Синтез чувства и мысли (О восьмистишиях Расула Гамзатова)

Синтез чувства и мысли (О восьмистишиях Расула Гамзатова)

Казбек Султанов

Искания Расула Гамзатова оказались близки общему направлению русской поэзии, в которой на рубеже 50-60-х годов обозначилось лидерство личностного начала, четко заявило о себе стремление к полноте выражения человеческой личности, доверие к «душевной природе» человека (этот интерес нашел подтверждение в самих названиях книг — «Нежность» Евгения Евтушенко, «Триста признаний в любви» Исаака Борисова, «Сто часов счастья» Вероники Тушновой и др.).

Эти искания откристаллизовались прежде всего в восьмистишиях.

Замечательная «мыслительная емкость» восьмистиший Гамзатова, их неоспоримая художественная выразительность, неподдельный психологизм признаны единодушно в нашей критике. Сейчас, определяя этапное значение восьмистиший в творчестве Гамзатова, нельзя не упомянуть их также и в любом перечне достижений нашей поэзии последнего десятилетия. В посмертной публикации заметок чуткого и проницательного Александра Гитовича (см. ленинградский «День поэзии. 1972») об этом сказано еще раз со всей определенностью.

Для Расула Гамзатова быть взрослым в поэзии значит чувствовать душевную свою несовместимость с суетливой торопливостью, с каждым днем призывнее ощущать в себе стремление с максимальной выразительностью закреплять в слове мир своих чувствований и мыслей. «Взрослость не вторичное, а коренное свойство поэзии. Недаром горцы все качества человека: его храбрость, силу, даже походку и взгляд, рукопожатие, — определяют одним словом: мужчина. Надо быть мужчиной в литературе, надо уметь отстаивать свою зрелость», — это из интервью, которое Гамзатов в 1967 году дал Льву Антопольскому, написавшему через пять лет солидную работу об аварском поэте. Дальше в том же интервью читаем: «Торопливость — это на самом деле состояние спокойного сна души поэта и верный показатель отсутствия глубоких душевных волнений.
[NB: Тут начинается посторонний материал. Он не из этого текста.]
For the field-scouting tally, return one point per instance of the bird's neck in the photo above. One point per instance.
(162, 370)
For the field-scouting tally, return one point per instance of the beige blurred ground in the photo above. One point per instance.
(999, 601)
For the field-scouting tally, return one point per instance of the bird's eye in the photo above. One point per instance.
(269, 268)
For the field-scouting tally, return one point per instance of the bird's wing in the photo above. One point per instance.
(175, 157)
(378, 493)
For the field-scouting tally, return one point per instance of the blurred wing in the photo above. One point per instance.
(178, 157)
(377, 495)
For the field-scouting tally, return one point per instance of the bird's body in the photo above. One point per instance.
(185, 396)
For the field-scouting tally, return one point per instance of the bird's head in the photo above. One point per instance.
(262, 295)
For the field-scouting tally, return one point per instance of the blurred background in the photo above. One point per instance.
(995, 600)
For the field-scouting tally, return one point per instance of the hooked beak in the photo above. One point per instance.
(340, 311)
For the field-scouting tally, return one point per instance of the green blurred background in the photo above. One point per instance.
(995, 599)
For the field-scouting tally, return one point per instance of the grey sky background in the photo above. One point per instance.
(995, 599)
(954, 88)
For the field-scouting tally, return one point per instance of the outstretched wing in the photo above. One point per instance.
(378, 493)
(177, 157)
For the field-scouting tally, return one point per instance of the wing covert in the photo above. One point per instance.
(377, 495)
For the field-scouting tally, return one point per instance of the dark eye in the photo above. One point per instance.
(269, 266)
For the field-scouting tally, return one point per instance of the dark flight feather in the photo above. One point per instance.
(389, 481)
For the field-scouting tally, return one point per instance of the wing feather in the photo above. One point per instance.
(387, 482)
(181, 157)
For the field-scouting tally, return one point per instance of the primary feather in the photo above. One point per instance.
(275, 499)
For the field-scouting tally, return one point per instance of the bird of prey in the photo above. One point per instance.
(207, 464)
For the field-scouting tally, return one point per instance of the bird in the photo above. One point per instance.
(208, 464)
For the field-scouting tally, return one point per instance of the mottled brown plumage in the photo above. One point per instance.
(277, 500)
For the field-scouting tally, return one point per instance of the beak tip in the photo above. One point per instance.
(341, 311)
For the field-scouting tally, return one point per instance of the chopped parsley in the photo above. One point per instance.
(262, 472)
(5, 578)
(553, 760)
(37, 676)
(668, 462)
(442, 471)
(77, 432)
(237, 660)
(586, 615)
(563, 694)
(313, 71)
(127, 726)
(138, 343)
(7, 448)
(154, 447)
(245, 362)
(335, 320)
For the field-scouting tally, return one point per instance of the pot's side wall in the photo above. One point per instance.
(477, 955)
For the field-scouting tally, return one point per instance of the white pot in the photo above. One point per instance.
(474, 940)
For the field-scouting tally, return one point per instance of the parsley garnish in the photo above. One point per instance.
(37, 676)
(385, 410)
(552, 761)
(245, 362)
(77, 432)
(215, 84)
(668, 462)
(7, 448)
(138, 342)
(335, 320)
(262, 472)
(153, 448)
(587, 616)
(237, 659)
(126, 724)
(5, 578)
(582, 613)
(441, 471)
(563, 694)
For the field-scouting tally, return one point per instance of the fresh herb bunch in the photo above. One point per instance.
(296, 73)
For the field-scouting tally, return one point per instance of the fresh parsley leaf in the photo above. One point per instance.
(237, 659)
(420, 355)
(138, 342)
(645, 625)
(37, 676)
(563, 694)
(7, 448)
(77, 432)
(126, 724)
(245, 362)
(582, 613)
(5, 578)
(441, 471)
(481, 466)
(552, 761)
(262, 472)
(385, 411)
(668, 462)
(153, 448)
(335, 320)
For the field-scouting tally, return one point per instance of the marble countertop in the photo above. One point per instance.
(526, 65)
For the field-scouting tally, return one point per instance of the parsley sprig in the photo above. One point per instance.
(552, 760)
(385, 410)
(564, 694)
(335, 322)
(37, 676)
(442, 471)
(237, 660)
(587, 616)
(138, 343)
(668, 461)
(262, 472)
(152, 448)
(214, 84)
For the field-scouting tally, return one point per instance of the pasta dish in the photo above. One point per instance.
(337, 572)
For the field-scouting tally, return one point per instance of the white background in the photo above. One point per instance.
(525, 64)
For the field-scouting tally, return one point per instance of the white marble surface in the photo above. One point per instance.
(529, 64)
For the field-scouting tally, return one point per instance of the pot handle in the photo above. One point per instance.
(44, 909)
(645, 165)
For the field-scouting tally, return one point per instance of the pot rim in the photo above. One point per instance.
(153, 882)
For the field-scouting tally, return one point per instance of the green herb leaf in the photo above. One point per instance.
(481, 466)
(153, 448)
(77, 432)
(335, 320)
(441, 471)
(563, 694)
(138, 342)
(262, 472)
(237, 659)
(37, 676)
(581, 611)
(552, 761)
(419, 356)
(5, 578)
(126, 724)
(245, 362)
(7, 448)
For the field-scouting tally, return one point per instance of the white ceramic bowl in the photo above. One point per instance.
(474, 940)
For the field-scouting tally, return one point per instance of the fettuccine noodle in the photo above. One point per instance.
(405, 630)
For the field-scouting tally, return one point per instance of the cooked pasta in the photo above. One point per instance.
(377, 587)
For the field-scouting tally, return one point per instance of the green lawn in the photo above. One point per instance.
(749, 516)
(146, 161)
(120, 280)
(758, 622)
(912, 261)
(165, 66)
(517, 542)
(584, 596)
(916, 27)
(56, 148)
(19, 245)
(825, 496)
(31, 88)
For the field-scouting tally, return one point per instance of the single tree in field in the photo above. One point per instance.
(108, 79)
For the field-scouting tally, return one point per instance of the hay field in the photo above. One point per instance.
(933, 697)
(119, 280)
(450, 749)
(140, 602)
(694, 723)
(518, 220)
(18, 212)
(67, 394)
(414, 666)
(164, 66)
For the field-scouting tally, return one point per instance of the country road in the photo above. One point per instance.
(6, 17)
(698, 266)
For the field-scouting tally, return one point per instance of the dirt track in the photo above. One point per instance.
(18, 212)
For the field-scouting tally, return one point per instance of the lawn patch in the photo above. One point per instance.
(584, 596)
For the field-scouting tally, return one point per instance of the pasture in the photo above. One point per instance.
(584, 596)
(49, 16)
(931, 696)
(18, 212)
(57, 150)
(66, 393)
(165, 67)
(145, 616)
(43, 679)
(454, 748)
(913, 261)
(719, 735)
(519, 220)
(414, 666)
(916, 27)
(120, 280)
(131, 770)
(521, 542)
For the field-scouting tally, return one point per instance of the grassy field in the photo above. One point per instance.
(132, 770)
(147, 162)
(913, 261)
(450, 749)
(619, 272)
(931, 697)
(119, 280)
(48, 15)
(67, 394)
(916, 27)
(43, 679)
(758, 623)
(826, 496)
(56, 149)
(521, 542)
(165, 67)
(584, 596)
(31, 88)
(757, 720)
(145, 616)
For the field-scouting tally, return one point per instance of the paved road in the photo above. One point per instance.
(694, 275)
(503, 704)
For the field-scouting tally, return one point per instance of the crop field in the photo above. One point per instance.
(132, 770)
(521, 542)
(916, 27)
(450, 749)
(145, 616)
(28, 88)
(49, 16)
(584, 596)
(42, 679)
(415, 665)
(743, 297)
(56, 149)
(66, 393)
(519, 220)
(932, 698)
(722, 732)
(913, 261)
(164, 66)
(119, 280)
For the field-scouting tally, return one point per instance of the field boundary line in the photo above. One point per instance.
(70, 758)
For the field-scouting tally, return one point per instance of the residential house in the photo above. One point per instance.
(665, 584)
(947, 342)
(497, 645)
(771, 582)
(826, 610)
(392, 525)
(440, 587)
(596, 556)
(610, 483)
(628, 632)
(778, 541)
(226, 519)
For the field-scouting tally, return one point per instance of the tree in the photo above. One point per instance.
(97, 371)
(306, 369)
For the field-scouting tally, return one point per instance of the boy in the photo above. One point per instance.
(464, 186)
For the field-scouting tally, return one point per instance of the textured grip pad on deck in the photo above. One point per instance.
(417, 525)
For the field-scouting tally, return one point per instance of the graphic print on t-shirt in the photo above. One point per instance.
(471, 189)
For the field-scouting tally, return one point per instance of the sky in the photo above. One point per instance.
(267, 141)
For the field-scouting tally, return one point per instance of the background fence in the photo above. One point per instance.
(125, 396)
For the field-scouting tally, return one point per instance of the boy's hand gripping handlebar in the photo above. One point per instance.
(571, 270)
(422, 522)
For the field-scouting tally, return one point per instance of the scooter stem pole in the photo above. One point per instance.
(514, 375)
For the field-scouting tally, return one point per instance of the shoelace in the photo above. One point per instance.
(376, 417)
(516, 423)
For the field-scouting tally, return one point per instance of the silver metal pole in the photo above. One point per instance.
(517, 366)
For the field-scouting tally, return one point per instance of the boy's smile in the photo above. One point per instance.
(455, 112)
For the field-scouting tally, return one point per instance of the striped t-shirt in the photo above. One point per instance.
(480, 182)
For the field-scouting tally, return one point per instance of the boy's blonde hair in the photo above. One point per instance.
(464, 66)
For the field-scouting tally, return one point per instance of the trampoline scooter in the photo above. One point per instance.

Торопливы те, кто не сомневается в себе, в своей правоте. Торопливый поэт доволен собой, самоуверен и категоричен».

Торопливость как антипод взрослости, торопливость, рожденная непониманием существа поэзии как искусства. Интересен в этом смысле один эпизод из «Моего Дагестана».

«Дорогой Расул, этот парень — наш близкий родственник и хороший человек. Помоги ему стать таким же известным поэтом, как ты сам», — с такой запиской пришел к поэту некий молодой человек, который осмелился на дебют, не подозревая о том, «что строчки с кровью — убивают, нахлынут горлом и убьют!» Были у него и другие, столь же «неотразимые» рекомендации. В справке из сельсовета говорилось о том, что такой-то действительно является племянником знаменитого поэта Махмуда из Кахаб-Росо и что сельсовет считает его достойной кандидатурой в известные поэты.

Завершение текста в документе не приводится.